Team discovers why drug fails to kill flatworm species

Schistosome researchNew derivatives of compound being developed to treat parasitic infections

Scientists at The University of Texas Health Science Center, now called UT Health San Antonio, have discovered why oxamniquine, a drug used to treat a global infection called schistosomiasis, is only effective against one species of the parasitic flatworm and not two others.

Improving oxamniquine therapy in schistosomiasis is an important issue worldwide. More than a quarter of a billion people are infected with three major species of the parasites, and health care workers are relying on a single drug, called praziquantel, to treat the three.

Schistosome infections are contracted through contaminated water and the reinfection rate is high. Leaders fear that resistance to praziquantel will develop and become a global problem. Combination therapy using drugs that have different modes of action, namely oxamniquine derivatives and praziquantel, could mitigate the threat.

The new research by UT Health San Antonio was featured July 7 in the Journal of Biological Chemistry, which devoted its cover to the group’s latest study.

Oxamniquine binds very well to a pocket of the sulfotransferase enzyme of Schistosome mansoni, which is endemic to Brazil, the Caribbean and Africa. This enzyme converts the drug into a toxic byproduct that attacks the parasite, the researchers reported.

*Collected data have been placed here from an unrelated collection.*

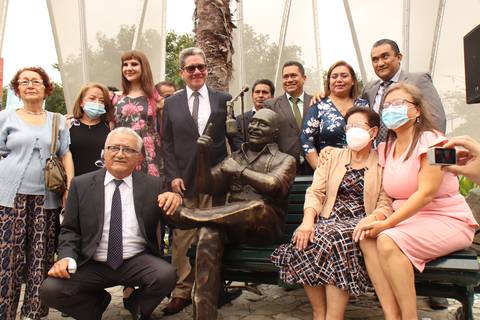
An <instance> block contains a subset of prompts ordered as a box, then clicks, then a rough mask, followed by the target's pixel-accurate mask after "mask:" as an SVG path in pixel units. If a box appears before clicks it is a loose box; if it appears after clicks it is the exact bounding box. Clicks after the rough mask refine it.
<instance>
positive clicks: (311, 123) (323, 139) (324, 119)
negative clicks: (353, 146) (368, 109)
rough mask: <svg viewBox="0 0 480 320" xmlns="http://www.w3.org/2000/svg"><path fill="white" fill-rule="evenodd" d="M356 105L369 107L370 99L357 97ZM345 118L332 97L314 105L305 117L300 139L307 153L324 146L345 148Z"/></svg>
mask: <svg viewBox="0 0 480 320" xmlns="http://www.w3.org/2000/svg"><path fill="white" fill-rule="evenodd" d="M353 105H354V106H359V107H366V108H368V107H369V105H368V101H367V100H365V99H362V98H357V99H355V100H354V101H353ZM345 125H346V123H345V118H344V117H343V116H342V114H341V113H340V111H339V110H338V109H337V107H336V106H335V105H334V104H333V101H332V100H331V99H330V97H326V98H324V99H322V100H320V101H319V102H317V103H316V104H315V105H313V106H312V107H311V108H310V109H309V110H308V114H307V116H306V117H305V121H304V123H303V130H302V134H301V135H300V141H301V142H302V149H303V151H304V152H305V154H307V153H309V152H320V150H322V149H323V148H324V147H327V146H331V147H337V148H343V147H345V146H346V145H347V140H346V136H345Z"/></svg>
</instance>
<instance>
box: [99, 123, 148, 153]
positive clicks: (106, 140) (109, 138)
mask: <svg viewBox="0 0 480 320" xmlns="http://www.w3.org/2000/svg"><path fill="white" fill-rule="evenodd" d="M116 134H128V135H130V136H132V137H134V138H135V140H136V141H137V151H138V152H141V151H142V147H143V140H142V138H141V137H140V136H139V135H138V133H136V132H135V131H134V130H133V129H132V128H128V127H118V128H115V129H113V130H112V131H110V133H109V134H108V136H107V139H106V140H105V147H107V145H108V141H109V140H110V138H111V137H112V136H114V135H116Z"/></svg>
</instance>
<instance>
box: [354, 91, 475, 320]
mask: <svg viewBox="0 0 480 320" xmlns="http://www.w3.org/2000/svg"><path fill="white" fill-rule="evenodd" d="M427 108H428V107H426V104H425V101H424V99H423V97H422V95H421V93H420V91H419V90H418V89H417V88H416V87H415V86H412V85H408V84H404V83H399V84H396V85H394V86H392V87H391V88H390V89H389V90H388V92H387V93H386V94H385V97H384V104H383V111H382V121H383V122H384V124H385V126H386V127H387V128H389V131H388V134H387V140H386V143H382V144H380V146H379V148H378V152H379V161H380V164H381V165H383V166H384V172H383V187H384V189H385V191H386V192H387V194H388V195H389V196H390V197H391V198H393V203H392V206H393V209H394V212H393V213H392V214H391V215H389V216H388V217H384V218H385V220H382V221H375V222H370V223H368V222H363V223H362V221H361V222H360V223H359V225H358V226H357V228H356V230H355V232H354V239H358V238H363V240H361V241H360V247H361V250H362V251H363V254H364V258H365V263H366V266H367V270H368V274H369V276H370V279H371V280H372V283H373V285H374V287H375V290H376V292H377V295H378V298H379V300H380V303H381V304H382V308H383V311H384V314H385V319H400V318H401V319H402V320H403V319H417V307H416V294H415V286H414V267H415V268H416V269H417V270H418V271H420V272H421V271H423V269H424V267H425V263H427V262H428V261H430V260H433V259H435V258H437V257H440V256H444V255H446V254H448V253H450V252H453V251H456V250H461V249H464V248H465V247H468V246H469V245H470V244H471V243H472V240H473V236H474V231H475V227H476V226H477V223H476V221H475V219H474V218H473V215H472V212H471V211H470V208H469V207H468V205H467V203H466V202H465V199H464V198H463V197H462V196H461V195H460V194H459V193H458V187H459V185H458V180H457V178H456V177H455V176H454V175H453V174H452V173H449V172H445V171H443V170H441V167H440V166H436V165H430V164H429V163H428V161H427V157H426V152H427V150H428V149H429V148H430V147H433V146H440V145H442V144H443V143H444V142H446V141H447V138H446V137H445V136H443V135H442V134H441V133H439V132H438V131H435V130H434V129H433V128H434V127H433V125H432V123H431V121H430V119H429V114H427V113H426V109H427Z"/></svg>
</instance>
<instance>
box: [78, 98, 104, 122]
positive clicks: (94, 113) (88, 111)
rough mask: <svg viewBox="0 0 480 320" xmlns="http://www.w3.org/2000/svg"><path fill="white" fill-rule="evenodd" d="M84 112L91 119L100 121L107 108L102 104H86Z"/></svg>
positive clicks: (90, 101)
mask: <svg viewBox="0 0 480 320" xmlns="http://www.w3.org/2000/svg"><path fill="white" fill-rule="evenodd" d="M83 111H84V112H85V113H86V114H87V116H88V117H89V118H90V119H98V118H100V116H101V115H102V114H104V113H105V112H106V111H105V106H104V105H103V104H101V103H96V102H92V101H89V102H85V105H84V106H83Z"/></svg>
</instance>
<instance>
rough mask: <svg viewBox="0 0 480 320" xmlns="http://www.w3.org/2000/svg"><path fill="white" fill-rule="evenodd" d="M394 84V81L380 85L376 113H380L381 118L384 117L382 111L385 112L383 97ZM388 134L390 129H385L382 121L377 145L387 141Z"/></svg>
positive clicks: (378, 131)
mask: <svg viewBox="0 0 480 320" xmlns="http://www.w3.org/2000/svg"><path fill="white" fill-rule="evenodd" d="M392 83H393V81H391V80H390V81H383V82H382V83H381V84H380V87H379V88H378V93H377V96H379V97H378V109H376V110H375V111H377V112H378V114H379V115H380V116H381V115H382V110H383V105H382V100H383V95H384V94H385V91H386V90H387V88H388V86H390V85H391V84H392ZM387 132H388V129H387V128H386V127H385V125H384V124H383V122H382V121H380V130H379V131H378V135H377V139H376V140H375V141H376V143H377V145H378V144H379V143H380V142H383V141H385V138H386V137H387Z"/></svg>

At the same time, the drug does not bind as effectively to the same enzyme pockets of the S. haematobium and S. japonicum species of the flatworm. S. haematobium is present in Africa and the Middle East, and S. japonicum is in China, Taiwan, the Philippines and Southeast Asia.

“We’ve learned that the reason oxamniquine doesn’t work well enough to kill those species is that it doesn’t fit into the binding pocket properly,” said senior author Philip LoVerde, Ph.D., professor of biochemistry and structural biology in the Joe R. & Teresa Lozano Long School of Medicine at UT Health.

“Because our colleagues have resolved the crystal structures of these enzymes in each species, we are able to make derivatives of oxamniquine that, in fact, do fit in the binding pocket and do kill each species,” Dr. LoVerde said.

The new derivatives are being made in the Center for Innovative Drug Discovery, a collaboration of UT Health San Antonio and The University of Texas at San Antonio.

Humans have sulfotransferase enzymes just like the parasites do, said Alex Taylor, Ph.D., lead author of the journal article. Dr. Taylor is a senior research scientist with the X-ray Crystallography Core Laboratory in the Department of Biochemistry and Structural Biology, Long School of Medicine.

“We have enzymes that do the same job, but our enzymes apparently don’t covert this drug in the same way the parasite’s does. The parasite’s system converts this drug into something toxic that kills it. Our system does not,” Dr. Taylor said.

An analogy offers insight into why oxamniquine fails to kill S. haematobium and S. japonicum.

In the game of baseball, players wear gloves that have a pocket to catch the ball. When the players stretch open their hand, the glove opens, creating room for the ball to land securely in the sweet spot, the pocket. Once the ball is caught, the players close their hand to secure it.

If the glove is brand new and not yet conditioned, it is still rigid. In that condition, even though a player stretches open his hand, the glove does not open enough for the incoming ball to reach the pocket. The result is a dropped ball.

The rigid glove not opening to catch the ball is a picture of the disconnection between oxamniquine (the incoming ball) and the enzyme pockets of S. haematobium and S. japonicum.

This work is supported by the National Institute of Allergy and Infectious Diseases and the Welch Foundation. Additional support is from the UT Health Cancer Center and the Office of the Vice President for Research at UT Health San Antonio.